A common question that comes our way at RescueMe is rehoming requests, and how RescueMe can assist or whether they will foster and rehome already homed pets.
At our core, we are a Rescue mission. This means that we focus on cats that don't already have a forever home. Therefore, our primary goal as a Cat Rescue is to keep you and your pet together. Moving animals from one "forever" home to another is quite stressful on the animal. Whatever your reason for rehoming, we can absolutely discuss the issues and barriers you are having to help you overcome those.
A recent request I received was a family looking to rehome their cat because he was peeing outside the litterbox. This is a non standard behavior from a cat that usually occurs for various reasons, most of them medically related. For this family, we encouraged them to take the cat to the Vet and talk it over with them. It turned out that the kitty had a urinary tract infection. After a course of medicine, the behavior stopped and the cat remained happy in their home.

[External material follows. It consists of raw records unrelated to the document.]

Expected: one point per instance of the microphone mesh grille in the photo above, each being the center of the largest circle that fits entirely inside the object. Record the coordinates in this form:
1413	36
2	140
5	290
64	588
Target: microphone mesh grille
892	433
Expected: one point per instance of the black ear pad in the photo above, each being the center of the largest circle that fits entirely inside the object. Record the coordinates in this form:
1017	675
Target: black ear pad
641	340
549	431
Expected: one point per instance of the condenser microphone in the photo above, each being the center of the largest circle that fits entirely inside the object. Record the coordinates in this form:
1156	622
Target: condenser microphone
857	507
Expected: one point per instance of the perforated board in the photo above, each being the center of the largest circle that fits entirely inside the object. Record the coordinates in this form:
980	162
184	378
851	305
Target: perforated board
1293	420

It's important before requesting to rehome an animal that the behaviors that are prompting the request are resolved. If you don't want a cat in your house because they're peeing outside the litterbox, neither do our volunteer fosters, or the new family that would take that cat in as their own.

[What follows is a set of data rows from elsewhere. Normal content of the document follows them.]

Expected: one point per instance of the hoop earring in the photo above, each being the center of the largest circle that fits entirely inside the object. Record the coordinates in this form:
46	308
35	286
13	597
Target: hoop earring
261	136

We are 100%, as a Rescue Organization, here to help you solve the barriers that you are encountering that are prompting a request to rehome a cat. If you're needing to talk through issues and get suggestions on how to work through behavioral issues, please reach out to us via email here: email@example.com
In rare cases we do assist in rehoming. For example, when vets offices reach out to us requesting that we accept a pet due to medical expenses that otherwise would cause euthanasia in a healthy cat.
At one point, there was a cat that got hit by a car and suffered a hip break. The family could not afford the medical bills and chose to euthanize their cat. The vet's office intervened and called us and explained the situation and we agreed to assist in this case. We took possession of the cat, rehabbed him, and found him a new, loving home.
Another time we have accepted rehoming cats is when a primary, sole owner has died and the estate has sent the animal to the animal shelter. In this case, a representative at the City Shelter contacted our group and asked us to step in on an otherwise not very adoptable cat. This happened in the case of Murphy, a 17 year old cat whose owner died. Murphy ultimately died from mouth cancer about 6 months after his owner died, but he had a happy end of life that otherwise would have ended up with him being euthanized.
Our goal is to provide happy, healthy, forever homes to the cats that we rescue. This also includes facilitating families to keep the cats that they chose and promised a forever home to. We understand that there's a variety of reasons why someone needs to rehome an animal. To keep to RescueMe's core mission, we only accept rehoming of cats on one-off basis at the request of Vets and/or City Shelters.